In the last month, my Tonglen practice, as taught by Pema Chodron, has been very alive for me. Breathing into the feelings and breathing out relief for myself and everyone else feeling the same thing is often what’s most available to me to center myself in grace. I recommend Tonglen as a wonderful way to work with this time.

The final piece my guides are asking me to share is giving yourself credit where credit is due. A lot of people have felt tired and this last month included deep shadow work for many. I’ve found my productivity has diminished. Yet I’m navigating a time in which I’m holding space for loved ones, working with some of my own deep woundings, and it’s all happening with grace, although I’ve been more tired than usual. If you’re managing to walk through this time with a degree of grace and compassion for others, give yourself a lot of credit.

For most people, this is not a time of expansive energy of visioning new things, starting new projects or undertaking new goals. It’s much more a dark night of the soul or internal review time. I invite you to trust that your motivation, energy, and enthusiasm for creating new things will return if you honor your soul’s need for downtime and nurturing when it arises.

Dec 2010 newsletter:

Have you read the myth that up to 1/3 of big lottery winners go bankrupt? I did, and when I researched the statement I found it widely accepted and never actually backed up with a reliable study. Yet, it feels true, doesn’t it? The anecdotal evidence is abundant.

Analyzing this from a shamanic perspective, I see this belief and perhaps truth as a manifestation of our energy bodies. Someone who has been struggling with money may not have the energetic structure in place to sustain a much larger amount of money in their lives. So, when the universe hands them what feels like limitless wealth in the form of winning the lottery, they aren’t able to anchor the wealth in the physical world. Having money can be out of synch with their soul experiences and energy matrix. Since our physical circumstances seek to align with our energy body and soul imprints, sometimes a person can manifest great wealth through their passionate desire, then bring their soul and energy body back into alignment with the physical by losing the money.
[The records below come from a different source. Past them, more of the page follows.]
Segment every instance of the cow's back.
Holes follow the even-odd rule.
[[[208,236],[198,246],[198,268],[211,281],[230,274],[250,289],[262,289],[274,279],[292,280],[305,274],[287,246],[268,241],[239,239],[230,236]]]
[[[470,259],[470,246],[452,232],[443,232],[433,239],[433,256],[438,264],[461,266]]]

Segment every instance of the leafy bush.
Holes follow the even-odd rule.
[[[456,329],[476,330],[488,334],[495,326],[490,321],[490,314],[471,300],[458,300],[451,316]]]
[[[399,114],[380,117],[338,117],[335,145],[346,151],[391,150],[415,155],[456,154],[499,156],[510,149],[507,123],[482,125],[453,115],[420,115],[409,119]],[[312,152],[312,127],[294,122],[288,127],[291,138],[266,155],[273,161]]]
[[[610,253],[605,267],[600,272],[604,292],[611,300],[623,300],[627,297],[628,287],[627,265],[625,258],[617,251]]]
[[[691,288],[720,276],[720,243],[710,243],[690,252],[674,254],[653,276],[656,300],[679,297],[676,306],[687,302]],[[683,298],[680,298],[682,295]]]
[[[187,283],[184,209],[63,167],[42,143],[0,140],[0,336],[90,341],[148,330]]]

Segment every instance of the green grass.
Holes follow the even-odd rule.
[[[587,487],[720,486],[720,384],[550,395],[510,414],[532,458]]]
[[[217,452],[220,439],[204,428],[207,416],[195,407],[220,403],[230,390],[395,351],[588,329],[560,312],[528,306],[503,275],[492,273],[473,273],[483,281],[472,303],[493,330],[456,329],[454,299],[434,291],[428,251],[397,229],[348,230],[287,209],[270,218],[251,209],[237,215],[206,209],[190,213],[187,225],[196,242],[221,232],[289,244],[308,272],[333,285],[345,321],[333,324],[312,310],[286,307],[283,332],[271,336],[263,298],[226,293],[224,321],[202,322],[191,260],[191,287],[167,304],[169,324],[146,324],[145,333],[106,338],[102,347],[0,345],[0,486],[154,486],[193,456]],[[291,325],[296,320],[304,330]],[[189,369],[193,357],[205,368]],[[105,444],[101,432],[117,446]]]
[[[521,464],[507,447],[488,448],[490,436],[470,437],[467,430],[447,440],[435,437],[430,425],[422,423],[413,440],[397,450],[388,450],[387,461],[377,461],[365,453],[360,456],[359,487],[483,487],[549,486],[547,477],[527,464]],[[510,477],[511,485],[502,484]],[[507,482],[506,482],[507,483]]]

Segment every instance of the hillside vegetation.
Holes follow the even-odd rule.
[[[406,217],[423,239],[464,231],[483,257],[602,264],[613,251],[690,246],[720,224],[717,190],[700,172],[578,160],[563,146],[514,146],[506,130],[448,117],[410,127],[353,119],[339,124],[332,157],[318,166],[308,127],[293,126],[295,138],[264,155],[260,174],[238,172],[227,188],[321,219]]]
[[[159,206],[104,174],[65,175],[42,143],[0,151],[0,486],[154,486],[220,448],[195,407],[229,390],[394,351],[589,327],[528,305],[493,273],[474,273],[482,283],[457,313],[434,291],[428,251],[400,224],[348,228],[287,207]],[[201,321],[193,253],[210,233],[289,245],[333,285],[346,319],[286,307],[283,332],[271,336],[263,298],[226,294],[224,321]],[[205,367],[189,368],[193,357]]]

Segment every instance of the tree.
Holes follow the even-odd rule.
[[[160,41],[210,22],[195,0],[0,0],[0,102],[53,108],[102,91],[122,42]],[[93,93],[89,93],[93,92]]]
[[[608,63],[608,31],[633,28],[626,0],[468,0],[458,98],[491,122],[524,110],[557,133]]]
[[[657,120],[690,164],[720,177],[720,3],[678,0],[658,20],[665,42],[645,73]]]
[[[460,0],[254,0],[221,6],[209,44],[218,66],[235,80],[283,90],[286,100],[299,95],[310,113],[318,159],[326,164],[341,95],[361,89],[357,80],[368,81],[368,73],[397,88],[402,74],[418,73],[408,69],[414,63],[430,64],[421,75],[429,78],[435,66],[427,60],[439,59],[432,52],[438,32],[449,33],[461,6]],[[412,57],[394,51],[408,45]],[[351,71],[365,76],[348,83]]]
As I consider ways to improve my own financial picture and those of my clients and students, I look at building an energetic structure that will support wealth. Tracking back along my journey, I can see how my own work in personal growth and healing has created a stronger energy body that allows me to attract and sustain various things I desire, such as a livelihood I love, extensive travel, and rich romantic relationship.

So, how do you build an energy body that allows you not only to manifest easily what you desire, but also to sustain it? For me, this process looks like cleaning out and releasing wounds, stuck energy and pain. The more I clean up my issues around a given area and put attention on it, the more fully my energy field is receptive to whatever I desire. The physical then follows effortlessly.

This intense pathway to change isn’t for the faint of heart. I was in tears a week ago with a friend discussing how much the current feelings sucked. I knew that crying was the biggest investment I could make in tomorrow or the next day being better. Cleaning up deep issues takes a great triumph of human spirit in a day and age when we can almost always find something else to do rather than meet our pain directly. But it isn’t all painful. More often putting my attention on an area yields deep insights and a sense of empowerment and transformation.

So, what will allow you to build an energy matrix to support what you wish to bring into your life? For money, there’s a great book by Barbara Stanny called “Overcoming Underearning ®” that gives tremendous guidance to track places where you’re holding pain or damage around money, allowing you to heal and transform. You can see me; I’m a big fan of shamanic work and love the chance to help people create the kind of strong energy body and destiny path that will see them with improved financial circumstances as well as life experience. Simply doing Qi Gong daily (or some other life force building practice) will strengthen your energy body and help clean out anything that’s limiting your personal matrix.